A Git Tutorial (www.w3schools.com/git)

This is a section borrowed from www.w3schools.com. It is a self-contained tutorial, whereas other sources do not provide all the instructions.

To learn our version of Git type:

git --version

What does Git do?

  • Manage projects with Repositories
  • Clone a project to work on a local copy
  • Control and track changes with Staging and Committing
  • Branch and Merge to allow for work on different parts and versions of a project
  • Pull the latest version of the project to a local copy
  • Push local updates to the main project

Working with Git

  • Initialize Git on a folder, making it a Repository
  • Git now creates a hidden folder to keep track of changes in that folder
  • When a file is changed, added or deleted, it is considered modified
  • You select the modified files you want to Stage (git add MYFILE.EXT)
  • The Staged files are Committed, which prompts Git to store a permanent snapshot of the files
  • Git allows you to see the full history of every commit.
  • You can revert back to any previous commit.
  • Git does not store a separate copy of every file in every commit, but keeps track of changes made in each commit!

Getting Started with Git

You can download Git for free from the following website: https://www.git-scm.com/

After checking our version of Git (git --version), you let Git know who you are. This is important for version control systems, as each Git commit uses this information:

git config --global user.name "MY-NAME MY-SURNAME"
git config --global user.email "ACCOUNT@PROVIDER.com"
Use global (--global) to set the username and e-mail for every repository on your computer. If you want to set the username/e-mail for just the current repo, you can remove global.
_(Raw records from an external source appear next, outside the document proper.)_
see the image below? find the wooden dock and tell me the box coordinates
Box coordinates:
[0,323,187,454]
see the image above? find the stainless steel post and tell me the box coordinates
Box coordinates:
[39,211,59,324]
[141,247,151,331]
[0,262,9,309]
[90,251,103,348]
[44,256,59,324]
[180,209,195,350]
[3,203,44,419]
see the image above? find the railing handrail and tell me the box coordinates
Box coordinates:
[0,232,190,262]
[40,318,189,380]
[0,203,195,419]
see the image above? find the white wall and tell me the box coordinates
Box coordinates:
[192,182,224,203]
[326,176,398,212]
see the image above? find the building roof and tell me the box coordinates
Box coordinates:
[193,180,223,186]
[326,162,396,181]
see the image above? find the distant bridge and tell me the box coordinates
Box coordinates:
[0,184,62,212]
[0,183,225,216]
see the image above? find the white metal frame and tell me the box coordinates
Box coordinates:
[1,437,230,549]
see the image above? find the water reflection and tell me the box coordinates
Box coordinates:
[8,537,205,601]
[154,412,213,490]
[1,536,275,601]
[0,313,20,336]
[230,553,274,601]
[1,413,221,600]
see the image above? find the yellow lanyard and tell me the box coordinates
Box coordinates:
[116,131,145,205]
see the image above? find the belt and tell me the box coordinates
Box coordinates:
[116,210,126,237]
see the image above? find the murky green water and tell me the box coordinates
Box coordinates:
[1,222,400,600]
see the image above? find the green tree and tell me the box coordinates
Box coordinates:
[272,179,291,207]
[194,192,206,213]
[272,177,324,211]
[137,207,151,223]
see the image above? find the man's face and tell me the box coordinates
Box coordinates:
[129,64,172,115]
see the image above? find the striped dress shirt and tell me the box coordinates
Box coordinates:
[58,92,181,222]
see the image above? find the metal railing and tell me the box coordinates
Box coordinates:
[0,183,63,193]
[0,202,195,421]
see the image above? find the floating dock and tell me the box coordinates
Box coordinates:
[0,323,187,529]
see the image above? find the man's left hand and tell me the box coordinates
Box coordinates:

Now, let's create a new folder for our project. We'll assume a linux/unix command line.

Example:

mkdir myproject
cd myproject

Once you have navigated to the correct folder, you can initialize Git on that folder:

Example

$ git init
Initialized empty Git repository in /Users/user/myproject/.git/

You have just created your first Git Repository!

Git now knows that it should watch the folder you initiated it on. Git creates a hidden folder to keep track of changes.

Adding and Registering New Files

Let's add some files, or create a new file using your favourite text editor. Then save or move it to the folder you just created. Say your folder contains file index.html. We type git status and get:

On branch master

No commits yet

Untracked files:
  (use "git add ..." to include in what will be committed)
    index.html

nothing added to commit but untracked files present (use "git add" to track)

Now Git is aware of the file, but has not added it to our repository!

Files in your Git repository folder can be in one of 2 states:

  • tracked: files that Git knows about and are added to the repository
  • untracked: files that are in your working directory, but not added to the repository

When you first add files to an empty repository, they are all untracked. To get Git to track them, you need to stage them, or add them to the staging environment.

One of the core functions of Git is the concepts of the Staging Environment, and the Commit.

As you are working, you may be adding, editing and removing files. But whenever you hit a milestone or finish a part of the work, you should add the files to a Staging Environment.

Staged files are files that are ready to be committed to the repository you are working on. You will learn more about commit shortly.

For now, we are done working with index.html. So we can add it to the Staging Environment:

git add index.html

The file should be Staged. Let's check the status:

> git status
On branch master

No commits yet

Changes to be committed:
  (use "git rm --cached ..." to unstage)
    new file: index.html

You can add all files in the current directory to the Staging Environment:

git add --all

Git Commit

Since we have finished our work, we are ready move from stage to commit for our repo.

Adding commits keep track of our progress and changes as we work. Git considers each commit a change point or save point. It is a point in the project you can go back to if you find a bug, or want to make a change.

When we commit, we should always include a message.

By adding clear messages to each commit, it is easy for yourself (and others) to see what has changed and when.

Example:

> git commit -m "First release of Hello World!"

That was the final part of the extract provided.